Pourtant, l’émoi provoqué par sa photo m’a questionnée.
Pourquoi sa photo a provoqué plus d’empathie que les innombrables morts
en Méditerranée ?
La seule photo d’un enfant « blanc »[1] échoué
sur le sable vaut-elle plus que les milliers de morts annuels ?
Je pense que la force de cette photo se trouve dans le fait que ce genre
d’images soient rares. On
D’ailleurs, l’ONG ‘Save the Children’ a utilisé une jeune fille
britanique pour jouer une jeune syrienne. Grâce à ce procédé, la vidéo a fait
le buzz. https://www.youtube.com/watch?v=RBQ-IoHfimQ
Les médias ont toujours été utilisés comme miroir de la société. Ce
qu'on voit dans les médias, on a tendance à le reproduire et à le trouver
normal.

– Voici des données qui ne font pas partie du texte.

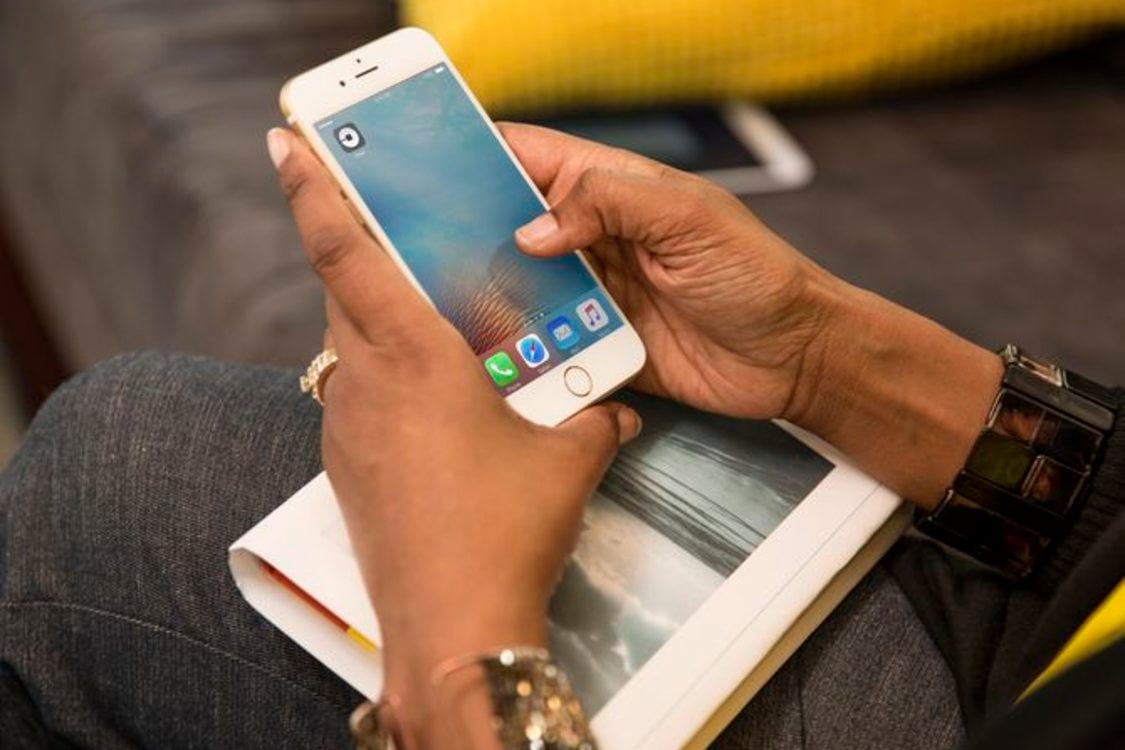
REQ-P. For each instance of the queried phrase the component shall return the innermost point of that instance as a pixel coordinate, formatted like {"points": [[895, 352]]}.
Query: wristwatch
{"points": [[1027, 472]]}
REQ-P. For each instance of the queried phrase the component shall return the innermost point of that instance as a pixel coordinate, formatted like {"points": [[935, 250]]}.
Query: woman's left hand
{"points": [[461, 512]]}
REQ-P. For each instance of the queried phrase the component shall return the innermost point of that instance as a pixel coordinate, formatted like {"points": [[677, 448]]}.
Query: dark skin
{"points": [[735, 322]]}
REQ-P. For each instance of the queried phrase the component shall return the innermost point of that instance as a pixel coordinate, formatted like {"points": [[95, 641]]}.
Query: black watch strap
{"points": [[1028, 470]]}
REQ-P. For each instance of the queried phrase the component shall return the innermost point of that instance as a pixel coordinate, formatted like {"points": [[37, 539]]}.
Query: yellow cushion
{"points": [[523, 55]]}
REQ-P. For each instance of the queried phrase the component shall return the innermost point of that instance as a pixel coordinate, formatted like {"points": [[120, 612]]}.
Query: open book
{"points": [[709, 553]]}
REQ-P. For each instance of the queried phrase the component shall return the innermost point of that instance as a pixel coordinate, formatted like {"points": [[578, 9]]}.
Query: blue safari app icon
{"points": [[563, 332], [532, 350]]}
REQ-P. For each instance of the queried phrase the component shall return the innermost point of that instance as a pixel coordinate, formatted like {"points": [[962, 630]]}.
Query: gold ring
{"points": [[317, 375]]}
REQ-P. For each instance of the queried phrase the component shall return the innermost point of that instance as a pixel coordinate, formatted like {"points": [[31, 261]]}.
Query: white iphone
{"points": [[431, 177]]}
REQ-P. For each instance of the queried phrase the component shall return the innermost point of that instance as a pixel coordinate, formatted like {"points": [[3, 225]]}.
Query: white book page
{"points": [[707, 541]]}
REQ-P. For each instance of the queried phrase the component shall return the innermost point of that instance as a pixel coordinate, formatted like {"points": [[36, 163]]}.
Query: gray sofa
{"points": [[144, 213]]}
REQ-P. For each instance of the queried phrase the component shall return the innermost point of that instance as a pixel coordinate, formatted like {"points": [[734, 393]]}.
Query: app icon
{"points": [[592, 314], [349, 137], [532, 350], [563, 332], [502, 369]]}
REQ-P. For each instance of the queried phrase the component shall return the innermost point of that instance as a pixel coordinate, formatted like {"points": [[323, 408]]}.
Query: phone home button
{"points": [[577, 381]]}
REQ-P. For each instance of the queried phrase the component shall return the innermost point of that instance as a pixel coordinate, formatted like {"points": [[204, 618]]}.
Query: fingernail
{"points": [[539, 229], [277, 141], [629, 424]]}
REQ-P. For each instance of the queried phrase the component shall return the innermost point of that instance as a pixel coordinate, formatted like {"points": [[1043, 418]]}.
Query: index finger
{"points": [[555, 160], [358, 272]]}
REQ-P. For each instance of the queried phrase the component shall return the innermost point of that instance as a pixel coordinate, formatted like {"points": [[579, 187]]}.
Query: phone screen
{"points": [[449, 198]]}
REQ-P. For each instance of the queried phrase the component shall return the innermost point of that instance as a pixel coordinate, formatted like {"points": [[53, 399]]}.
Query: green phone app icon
{"points": [[502, 369]]}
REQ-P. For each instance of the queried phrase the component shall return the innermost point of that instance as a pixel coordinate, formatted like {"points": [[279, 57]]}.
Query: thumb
{"points": [[601, 430], [601, 204]]}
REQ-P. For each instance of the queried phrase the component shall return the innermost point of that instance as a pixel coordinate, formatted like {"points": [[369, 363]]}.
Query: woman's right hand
{"points": [[738, 323], [727, 309]]}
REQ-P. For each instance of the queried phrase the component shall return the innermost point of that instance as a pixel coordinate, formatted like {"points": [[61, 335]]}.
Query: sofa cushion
{"points": [[134, 172]]}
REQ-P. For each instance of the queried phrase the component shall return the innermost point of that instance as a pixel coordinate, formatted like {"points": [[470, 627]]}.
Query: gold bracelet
{"points": [[531, 702]]}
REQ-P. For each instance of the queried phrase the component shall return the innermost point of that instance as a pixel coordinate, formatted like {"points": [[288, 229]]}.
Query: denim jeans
{"points": [[120, 625]]}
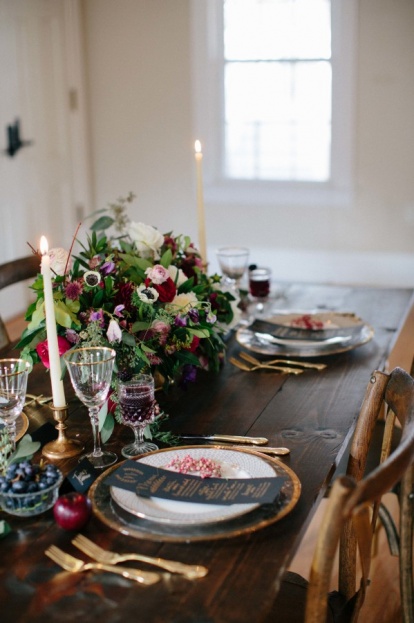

Avec les images des corps noirs, on est entré dans un cercle vicieux
car nos écrans vont désensibiliser la société.
A force de voir de nombreux corps noirs, s'échouer et mourir dans la
méditerranée, on va estimer que c'est normal.
Les images peuvent provoquer de l'empathie, mais montrer continuellement
certains corps dans des scénarios horribles peut aussi renforcer l'idée que les
corps noirs ne méritent pas le même respect que les autres corps.
Ce qu’on peut faire
En tant que militant-e en ligne, nous sommes parfois les premiers à
partager du contenu choquant qui mettent les personnes noires dans des
positions dégradantes, dans l'espoir de sensibiliser. Mais très souvent, on
fait plus de mal que de bien en nourrissant des clichés.
Ce qu'on peut faire aussi, c'est dénoncer les médias et/ou les ONG qui
utilisent ces mêmes procédés.
N'oublions pas que nous sommes les seuls garants de notre dignité.
Source :
TECHNOLOGY AND THE DEHUMANIZATION OF THE BLACK BODY
*Dans cet article, je ne souhaite pas utiliser les termes de 'hutus' ou 'tutsis.
Ce n'est pas parce que je souhaite être colorblind mais c'est surtout pour éviter de provoquer des angoisses aux personnes concernées et ça rejoint la position que j'ai énoncée dans cet article.
**J'ai utilisé très peu de sources dans cet article mais j'aimerais en savoir plus sur ce sujet. N'hésitez pas à m'envoyer des ressources sur ce sujet.
TECHNOLOGY AND THE DEHUMANIZATION OF THE BLACK BODY
*Dans cet article, je ne souhaite pas utiliser les termes de 'hutus' ou 'tutsis.
Ce n'est pas parce que je souhaite être colorblind mais c'est surtout pour éviter de provoquer des angoisses aux personnes concernées et ça rejoint la position que j'ai énoncée dans cet article.
**J'ai utilisé très peu de sources dans cet article mais j'aimerais en savoir plus sur ce sujet. N'hésitez pas à m'envoyer des ressources sur ce sujet.
[1] Je sais qu’il n’est pas blanc
occidental, mais il est blanc de peau. Et beaucoup d’individus se sont enfin
dit, ‘il pourrait être mon fils. Il ressemble à mon fils.